As Simpsons-Sears grew, Eaton’s faced a number of internal challenges. John David Eaton struggled in his role as president, lacking the flexibility to respond to new market changes. He relied on a team of store managers and executives who lived lavish private lives and tended to make limited efforts to refresh their store layouts. In 1965, Eaton’s sold off its struggling Canadian Department Stores branches, and suffered from the fallout of a disastrous computer customer account system that ended with over 100,000 customers cancelling their accounts after constant accounting errors. In 1972, the company attempted an ambitious new branch of discount stores, Horizon, but were compelled to either fold them back into the main brand or close them after only a few years. After continuing to struggle with Sears’ aggressive competition in the catalogue business, Eaton’s halted their iconic catalogue services in 1976, cutting over 9,000 jobs. By 1978, Eaton’s was behind both Sears and Hudson’s Bay in Canadian retail sales, a considerable drop from their initial postwar position.
The creation of the Eaton’s Centre in downtown Toronto was one notable achievement during the postwar period, but it came only after a long struggle. The centre, which continues to bear the name of the defunct firm, opened in 1977, replacing the company locations at College and Yonge Street and at Queen Street. The Centre was a product of compromise, as an initial company plan from the 1960s sought to demolish Toronto’s Old City Hall, located just west of the Queen Street location. That scheme met with considerable public resistance and was abandoned. After further protracted negotiations, plans to create the Eaton’s Centre were agreed to by company and city, and construction began in the summer of 1974.

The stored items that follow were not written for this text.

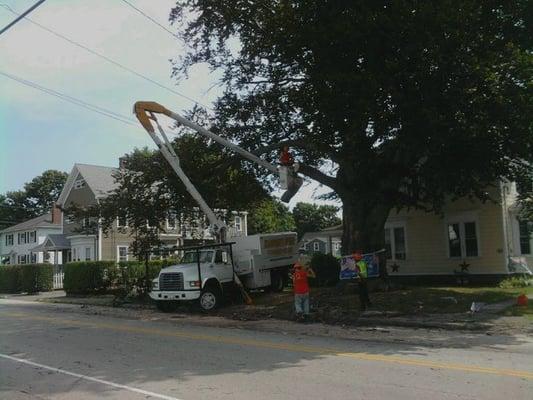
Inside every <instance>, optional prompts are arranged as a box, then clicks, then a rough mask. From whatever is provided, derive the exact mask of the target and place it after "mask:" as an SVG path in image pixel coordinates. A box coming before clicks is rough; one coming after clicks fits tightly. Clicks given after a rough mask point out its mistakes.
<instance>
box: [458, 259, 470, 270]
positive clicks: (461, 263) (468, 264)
mask: <svg viewBox="0 0 533 400" xmlns="http://www.w3.org/2000/svg"><path fill="white" fill-rule="evenodd" d="M459 266H460V267H461V272H468V267H470V264H468V263H467V262H466V261H463V262H462V263H461V264H459Z"/></svg>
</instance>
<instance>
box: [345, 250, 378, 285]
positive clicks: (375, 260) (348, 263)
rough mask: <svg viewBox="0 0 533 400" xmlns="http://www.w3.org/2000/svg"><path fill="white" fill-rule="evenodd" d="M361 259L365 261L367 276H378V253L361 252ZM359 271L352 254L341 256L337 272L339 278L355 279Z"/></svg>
mask: <svg viewBox="0 0 533 400" xmlns="http://www.w3.org/2000/svg"><path fill="white" fill-rule="evenodd" d="M363 260H364V261H365V262H366V265H367V271H368V277H369V278H372V277H377V276H379V254H378V253H368V254H363ZM358 273H359V268H357V266H356V265H355V260H354V259H353V256H351V255H350V256H342V257H341V272H340V274H339V278H340V279H356V278H357V274H358Z"/></svg>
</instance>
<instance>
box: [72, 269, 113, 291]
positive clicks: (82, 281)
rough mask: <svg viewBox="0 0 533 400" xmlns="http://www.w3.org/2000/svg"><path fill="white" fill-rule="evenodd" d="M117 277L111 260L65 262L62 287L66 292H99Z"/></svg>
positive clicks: (109, 284) (110, 283) (104, 289)
mask: <svg viewBox="0 0 533 400" xmlns="http://www.w3.org/2000/svg"><path fill="white" fill-rule="evenodd" d="M116 278H117V266H116V264H115V262H113V261H85V262H84V261H82V262H73V263H68V264H65V276H64V278H63V289H64V290H65V292H67V294H89V293H99V292H104V291H105V290H107V289H108V288H109V287H110V286H111V285H112V283H113V282H114V281H115V280H116Z"/></svg>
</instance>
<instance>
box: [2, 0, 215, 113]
mask: <svg viewBox="0 0 533 400" xmlns="http://www.w3.org/2000/svg"><path fill="white" fill-rule="evenodd" d="M0 6H1V7H4V8H6V9H7V10H8V11H9V12H11V13H13V14H15V15H20V14H19V13H17V12H16V11H14V10H13V9H12V8H11V7H9V6H8V5H6V4H0ZM26 20H28V21H29V22H30V23H32V24H33V25H35V26H37V27H39V28H41V29H43V30H45V31H46V32H48V33H51V34H52V35H54V36H57V37H59V38H60V39H63V40H65V41H67V42H69V43H70V44H72V45H74V46H77V47H79V48H81V49H83V50H85V51H87V52H89V53H91V54H92V55H95V56H97V57H99V58H101V59H103V60H105V61H107V62H108V63H110V64H113V65H115V66H116V67H118V68H121V69H123V70H125V71H127V72H129V73H130V74H133V75H135V76H137V77H139V78H141V79H144V80H145V81H147V82H150V83H152V84H154V85H156V86H158V87H160V88H161V89H165V90H167V91H168V92H171V93H173V94H175V95H177V96H180V97H182V98H184V99H186V100H189V101H190V102H192V103H194V104H197V105H200V106H202V107H204V108H206V109H209V110H212V108H211V107H209V106H207V105H205V104H202V103H200V102H199V101H197V100H195V99H193V98H192V97H189V96H187V95H184V94H182V93H180V92H178V91H177V90H174V89H172V88H170V87H168V86H166V85H164V84H162V83H161V82H158V81H156V80H154V79H152V78H150V77H148V76H146V75H143V74H141V73H140V72H137V71H136V70H134V69H132V68H130V67H127V66H126V65H124V64H121V63H119V62H118V61H115V60H113V59H112V58H109V57H107V56H105V55H103V54H101V53H98V52H97V51H96V50H93V49H91V48H89V47H87V46H85V45H83V44H81V43H79V42H76V41H75V40H73V39H70V38H68V37H67V36H65V35H62V34H60V33H58V32H56V31H54V30H52V29H50V28H48V27H46V26H44V25H42V24H40V23H38V22H35V21H33V20H32V19H30V18H26Z"/></svg>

When Eaton’s cancelled their participation in the Toronto Santa Claus parade for 1982, their role in the Canadian retail and cultural landscape shrank further still. A series of marketing missteps, including the cancellation of the popular Trans-Canada sale, created further ill will towards the company. The firm continued to struggle with overcapacity, as the massive downtown Eaton’s stores did not make sufficient sales to justify their size. In 1997, after years of losses, George Eaton was compelled to announce that the company could not meet obligations on its debts to banks and suppliers, totalling over $300 million, and the company sought protection under the federal Companies Creditors’ Arrangement Act. Two years of cutting and restructuring could not save the firm, and it declared bankruptcy in August 1999. Sears Canada took over the company shares, turning the remaining Eaton’s stores into Sears stores. It was an ignoble end to a company that had done much to shape the Canadian economy and shopping for much of the 20th century.